Pay for the shower curtains.
Bend over in pain.
Promise demon child we will ride the escalator ONCE.
Sit down on bench and writher in pain.
Take DC from stroller.
Writher in pain.
Ride the escalator - writhering in pain.
Deal with the MAJOR, on the floor temper-tantrum thrown by the DC who thinks he need to ride the escalator over and over and over and over. . .

You get the idea? Now add (don’t forget to add in the pain part) stopping at the grocery store and post office, carrying in groceries, making supper, bathing the DC, calling the hospital to see if I can come in for something to stop the false labor, and there you have my day.

Oh, and it wasn’t false labor. I gave birth just a few hours after shopping.

Diane, your story is so funny because that is just what I did. My son was two weeks early, and we went to the hospital when I had my labor pains. They said that I was in labor, but wanted me to go home and eat breakfast and come back in 4 hours. My husband and I decided to go shopping because we were not yet prepared for the baby.

After several minutes of walking around like you described, a clerk came over to me and said, “Honey, are you ok? I can call an ambulance for you.” I said, “Oh, I’m just in labor. The hospital wants me back at 10:30.” She looked at me like I was nuts.

HA! I thought I was the only one! :smiley:

I just roll my eyes when I hear stories about women and their 20 hours of labor, their 36 hours of labor, their 40 hours of labor - pshawwww. . . yeah, spent in a comfy hospital bed!!!

I spent 22 hours of my labor riding the mall escalator and watching my two year old throw temper-tantrums.

Wimps. :wink:

“Bend over in pain.
Look at shower curtains.”

So the female shopping instinct overrides the female maternal instinct? Faaaaascinating…

I agree with Vinnie. We have no Stork Parking or People with Children Parking here, and if we did, I would not plan on observing them. I obey Handicapped signs, because handicapped people had no say in becoming or being born handicapped. Pregnant people and people with children made that choice for themselves. I don’t consider people martyrs for having children; maybe they shouldn’t be painting themselves with that brush, either.

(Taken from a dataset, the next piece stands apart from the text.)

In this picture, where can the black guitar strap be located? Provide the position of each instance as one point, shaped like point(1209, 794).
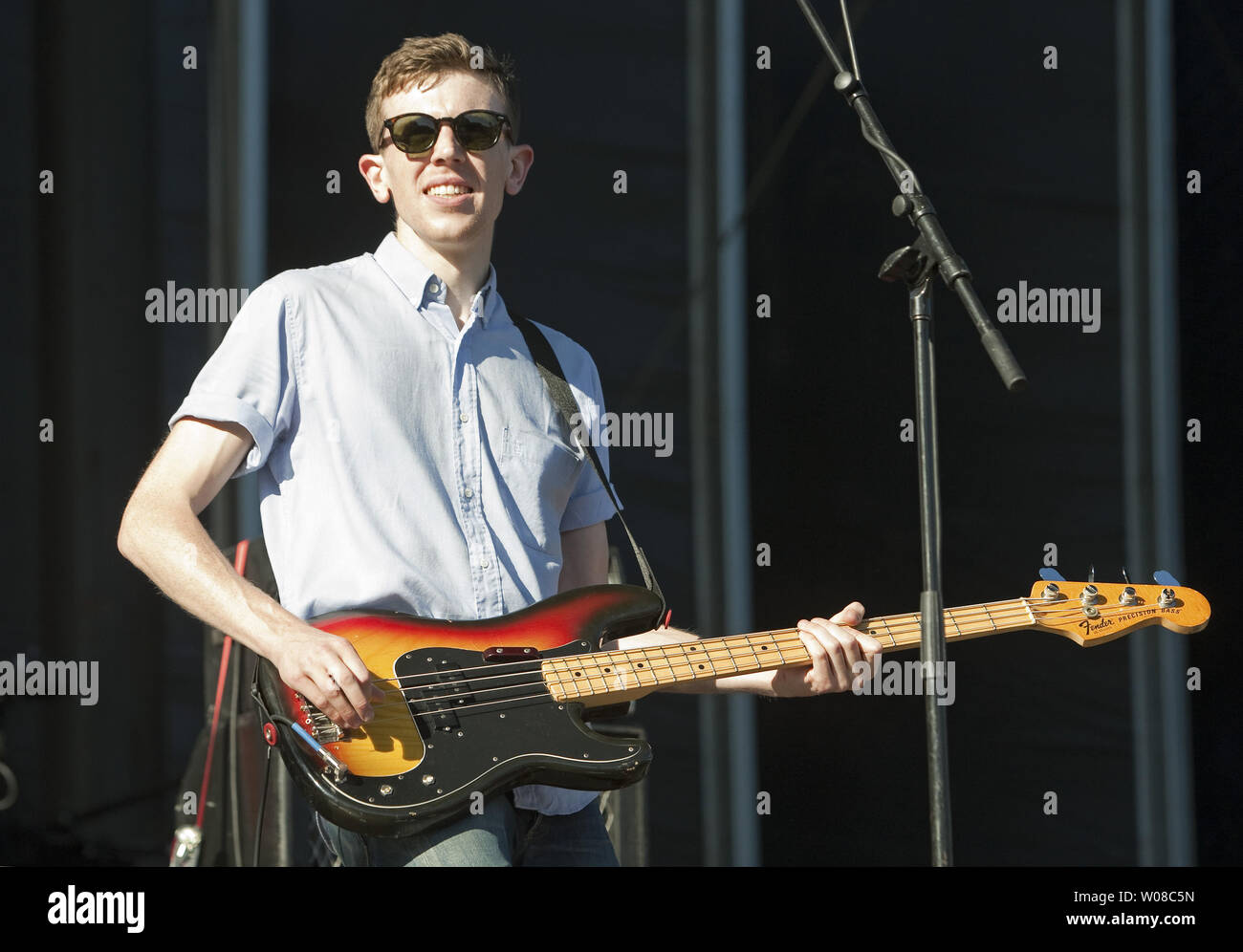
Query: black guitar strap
point(563, 400)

Featherlou - you are, in this matter, an asshole.

The property owners have every right in the world to designate parking spaces for pregnant women, in much the same way they designate handicapped spaces, a point manhattan has been making for some time, and which has evidently fallen upon blind eyes.

The issue of whether or not they invited their condition is irrelevant, nor are they martyrs. To focus on them is error. The focus properly belongs on the parking lot owner, who invites all customers to use most of the parking spaces, but only a few types of customers to use some of the spaces. If you wish to decline his invitation - as is your right - then you should do so by taking your business elsewhere.

  • Rick

:rolleyes:

Yeah, and I was doing laundry after I actually knew I was in labor with totnak (and knew it wasn’t false labor). Guess that proves that the female laundry-doing instinct overrides the female maternal instinct, huh?

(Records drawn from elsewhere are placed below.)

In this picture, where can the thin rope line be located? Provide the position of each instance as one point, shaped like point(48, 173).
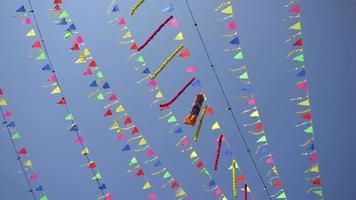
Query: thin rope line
point(58, 84)
point(226, 99)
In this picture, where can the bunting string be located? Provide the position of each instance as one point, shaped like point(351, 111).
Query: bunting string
point(57, 90)
point(22, 154)
point(136, 143)
point(296, 56)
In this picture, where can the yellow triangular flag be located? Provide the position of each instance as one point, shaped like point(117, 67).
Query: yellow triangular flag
point(31, 33)
point(56, 90)
point(114, 126)
point(304, 103)
point(215, 126)
point(193, 155)
point(297, 26)
point(142, 142)
point(147, 186)
point(120, 108)
point(179, 36)
point(85, 151)
point(28, 163)
point(127, 35)
point(159, 95)
point(255, 114)
point(3, 102)
point(227, 10)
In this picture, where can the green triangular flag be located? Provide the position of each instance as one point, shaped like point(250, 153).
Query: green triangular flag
point(309, 129)
point(244, 76)
point(167, 175)
point(133, 161)
point(62, 14)
point(100, 75)
point(239, 56)
point(100, 97)
point(41, 56)
point(172, 119)
point(69, 117)
point(97, 176)
point(262, 139)
point(299, 58)
point(140, 59)
point(16, 136)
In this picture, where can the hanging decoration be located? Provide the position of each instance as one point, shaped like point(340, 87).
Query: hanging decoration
point(41, 54)
point(22, 154)
point(121, 122)
point(305, 121)
point(158, 95)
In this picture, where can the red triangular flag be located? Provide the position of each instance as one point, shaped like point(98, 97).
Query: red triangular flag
point(200, 164)
point(185, 53)
point(140, 173)
point(75, 47)
point(62, 101)
point(174, 185)
point(134, 130)
point(22, 151)
point(92, 64)
point(36, 44)
point(298, 43)
point(108, 113)
point(134, 46)
point(127, 121)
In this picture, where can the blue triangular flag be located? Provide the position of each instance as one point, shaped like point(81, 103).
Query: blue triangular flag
point(62, 22)
point(93, 84)
point(106, 85)
point(11, 124)
point(115, 8)
point(74, 128)
point(21, 9)
point(196, 83)
point(301, 73)
point(168, 8)
point(39, 188)
point(126, 148)
point(103, 186)
point(146, 71)
point(212, 183)
point(158, 163)
point(46, 67)
point(235, 40)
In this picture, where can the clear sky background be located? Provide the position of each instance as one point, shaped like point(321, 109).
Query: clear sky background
point(329, 40)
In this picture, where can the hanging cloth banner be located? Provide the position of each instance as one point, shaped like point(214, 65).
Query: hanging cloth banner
point(159, 95)
point(121, 120)
point(305, 121)
point(22, 155)
point(56, 90)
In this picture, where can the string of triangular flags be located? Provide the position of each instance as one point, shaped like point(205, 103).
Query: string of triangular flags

Believe it or not, there’s no reason for the average woman to run to the hospital at the first twinge of labor.

Unless that woman lives in a TV sitcom. :wink:
I can’t believe this thing has gone on for two pages now.
By providing those Stork spaces, the property owners are just trying to be nice. It’s called common courtesy! I’m wondering if the posters who said they would park in a Stork spot anyway (w/o being pregnant) ever hold the door for the person behind them, or give up a bus seat for an elderly person, or say “Sorry” when they get a wrong phone number, or say “Excuse me” when squeezing past someone…
:rolleyes:

Handicapped spots are not only for those born with disabilities. It’s for all handicapped people whether they were born with it or are now disabled due to a choice they made to engage in a risky activity. Should we not allow certain classes of handicapped to park in those spots? Should the guy crippled in a skydiving accident not get a spot? The old woman with brittle bones who chose to ignore her doctor’s suggestion to take more calcium?

I also want to reiterate what manhattan and Bricker have said: It’s private property. If you don’t like the rules go somewhere else.